We load the coauthor JSON.

In [2]:
coauthors = json.load(open('../stage9/coauthors.json'))
coauthor_df = pd.DataFrame(coauthors['successful'])
coauthor_df = coauthor_df[~coauthor_df['scholar_id'].duplicated()]

We rename Adam Wojciechowski occurences, just as we did last time.

In [3]:
coauthor_df[coauthor_df['name'] == 'Adam Wojciechowski']

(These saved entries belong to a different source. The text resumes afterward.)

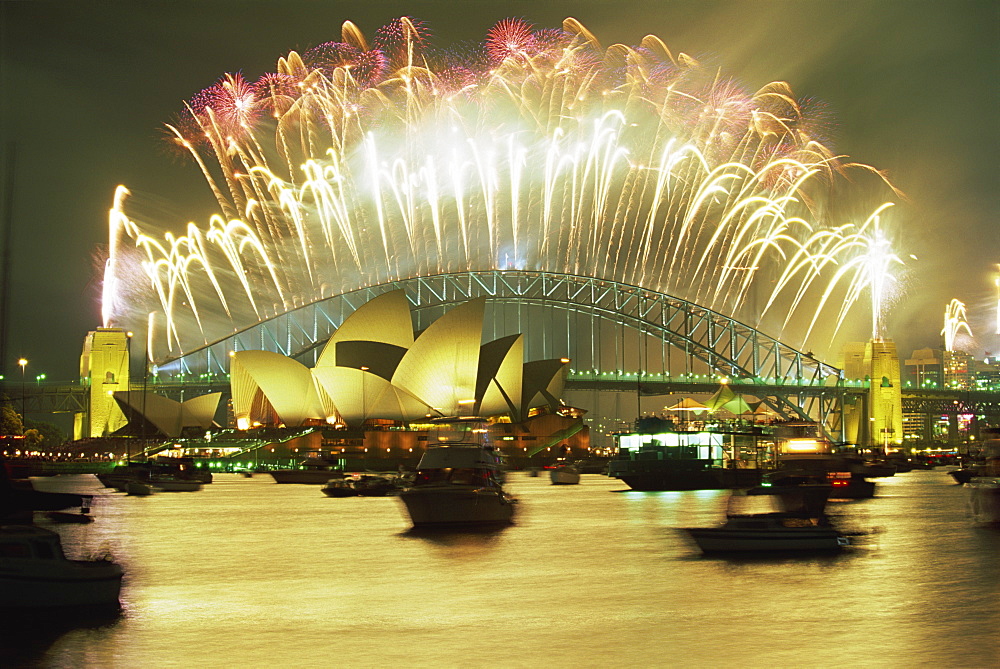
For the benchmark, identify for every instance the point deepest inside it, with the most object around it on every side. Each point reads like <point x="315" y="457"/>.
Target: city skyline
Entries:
<point x="140" y="159"/>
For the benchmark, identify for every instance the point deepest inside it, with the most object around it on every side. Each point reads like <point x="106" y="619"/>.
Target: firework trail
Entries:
<point x="356" y="163"/>
<point x="954" y="323"/>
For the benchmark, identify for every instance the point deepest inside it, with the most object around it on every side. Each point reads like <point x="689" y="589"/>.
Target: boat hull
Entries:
<point x="663" y="475"/>
<point x="449" y="507"/>
<point x="723" y="540"/>
<point x="175" y="486"/>
<point x="984" y="500"/>
<point x="83" y="584"/>
<point x="308" y="476"/>
<point x="564" y="476"/>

Unnamed: 0,scholar_id,name,affiliation,url_picture,i10index,i10index5y,hindex,hindex5y,citedby,citedby5y,num_publications,coauthors
105,WBhGYE8AAAAJ,Adam Wojciechowski,Poznan University of Technology,,13,7,12,7,764,203,46,[]
368,g628b44AAAAJ,Adam Wojciechowski,Instytut Logistyki i Magazynowania,,3,3,5,5,208,107,214,[]


In [4]:
coauthor_df.at[105, 'name'] = 'Adam Wojciechowski(2)'
coauthor_df.at[368, 'name'] = 'Adam Wojciechowski(3)'

We filter the coauthor DataFrame with the columns we are going to need.

In [5]:
coauthor4edges = coauthor_df[['scholar_id', 'name', 'coauthors']]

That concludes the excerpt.